What changed for an existing install:

- **`search_thoughts_text` now reads three control keys out of `p_filter`.** `start_date` and `end_date` (ISO 8601 timestamps) filter `created_at` to that range; `exclude_restricted` (boolean) drops restricted rows. A row counts as restricted when **either** the promoted `sensitivity_tier` column **or** `metadata->>'sensitivity_tier'` is `'restricted'`, so rows captured before this schema — or by canonical flows that keep the tier only in `metadata` (the same place `schemas/provenance-chains` reads it) — do not leak through on the column's `'standard'` default. These keys are stripped from the metadata-containment predicate, so they no longer require a literal metadata key of the same name. Any other `p_filter` key keeps its original `metadata @> filter` behavior. If you were (accidentally) relying on a metadata key literally named `start_date`/`end_date`/`exclude_restricted`, it is now interpreted as a control key instead.

- **`upsert_thought` gained two dedup/merge guards.**
- *Original-fingerprint fallback*: when a thought's content is corrected, its fingerprint changes. If your update path appends the pre-edit fingerprint to an append-only array `metadata.original_fingerprints[]`, a later reimport of the original source text now lands on the corrected row as a dedup hit instead of inserting a stale sibling that "outvotes" the correction. Exact-fingerprint match still wins first. If you never write `original_fingerprints`, behavior is identical to v1 (an extra indexed lookup on miss, no semantic change). On this fallback path the incoming `p_content` is the **old, pre-correction** text, so the return payload now carries a `matched_via` field (`'inserted'`, `'fingerprint'`, or `'original_fingerprint'`) alongside the unchanged `{id, fingerprint}`. A caller that recomputes an embedding from `p_content` (such as `integrations/open-brain-rest`) checks for `matched_via = 'original_fingerprint'` and skips writing the stale-text embedding over the corrected row. The RPC itself never writes `content` or `embedding` on the merge path, so older callers that ignore `matched_via` keep their previous behavior.
- *User-edit guard*: keys listed in `metadata.user_edits` are treated as human-owned. On the merge path they (and the system-managed `user_edits` / `original_fingerprints` maps) are stripped from the incoming patch so an automated reimport cannot resurrect stale values over a human correction. The guard now also covers the **promoted scalar columns**: if a field (`type`, `importance`, `quality_score`, `source_type`, `sensitivity_tier`) is marked human-owned, the scalar column is preserved too, so the column and `metadata.<key>` stay in agreement instead of the column silently overwriting. If you never write `user_edits`, behavior is identical to v1.
- *Merge preserves omitted fields*: on a re-upsert that **omits** a structured field, the existing column is now kept rather than reset to a hardcoded default. A metadata-only re-upsert (new tags, a note) no longer rewrites `importance`/`quality_score`/`type`/`source_type`/`sensitivity_tier` — in particular it no longer silently downgrades `sensitivity_tier` from `restricted` to `standard`. An explicitly provided value still updates the column, and brand-new rows still get the documented insert defaults.
- To make the fallback possible the function now does an explicit fingerprint lookup and branches INSERT vs UPDATE instead of using `ON CONFLICT`. The visible result is the same `{id, fingerprint}` payload.

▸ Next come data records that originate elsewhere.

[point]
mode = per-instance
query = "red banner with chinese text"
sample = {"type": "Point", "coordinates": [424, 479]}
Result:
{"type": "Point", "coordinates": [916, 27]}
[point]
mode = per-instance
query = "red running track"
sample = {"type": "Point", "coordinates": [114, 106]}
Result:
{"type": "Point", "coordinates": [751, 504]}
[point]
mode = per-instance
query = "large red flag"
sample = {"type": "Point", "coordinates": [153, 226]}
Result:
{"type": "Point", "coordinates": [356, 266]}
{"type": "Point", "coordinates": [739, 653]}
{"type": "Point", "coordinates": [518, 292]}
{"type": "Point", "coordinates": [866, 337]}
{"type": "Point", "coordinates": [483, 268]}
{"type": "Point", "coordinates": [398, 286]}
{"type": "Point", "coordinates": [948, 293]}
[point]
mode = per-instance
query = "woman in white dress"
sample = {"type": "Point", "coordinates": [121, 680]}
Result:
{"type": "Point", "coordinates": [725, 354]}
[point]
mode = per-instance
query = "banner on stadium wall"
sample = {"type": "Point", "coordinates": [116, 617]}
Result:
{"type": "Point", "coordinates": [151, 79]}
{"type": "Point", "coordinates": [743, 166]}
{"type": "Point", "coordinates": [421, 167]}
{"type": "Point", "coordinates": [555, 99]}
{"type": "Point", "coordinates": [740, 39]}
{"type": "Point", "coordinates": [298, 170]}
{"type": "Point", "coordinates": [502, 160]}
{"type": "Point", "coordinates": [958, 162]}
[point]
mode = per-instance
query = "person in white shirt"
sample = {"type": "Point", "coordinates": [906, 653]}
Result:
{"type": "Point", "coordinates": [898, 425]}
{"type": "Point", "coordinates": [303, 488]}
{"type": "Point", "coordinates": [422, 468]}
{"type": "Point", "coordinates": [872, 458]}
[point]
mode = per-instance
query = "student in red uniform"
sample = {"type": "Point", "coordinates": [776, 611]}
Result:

- **Importance stays on the 0-100 scale (deliberate deviation).** ExoCortex widened its own importance to a 0-6 scale. Open Brain's `upsert_thought` already accepts a wider 0-100 range, so it does not clip 0-6 values — adopting 0-6 here would retroactively rescale every existing row's importance, which is a breaking data change, not an additive one. The column default remains 3; payload values are clamped to 0-100. Treat 0-6 as a subset if you want cross-system parity.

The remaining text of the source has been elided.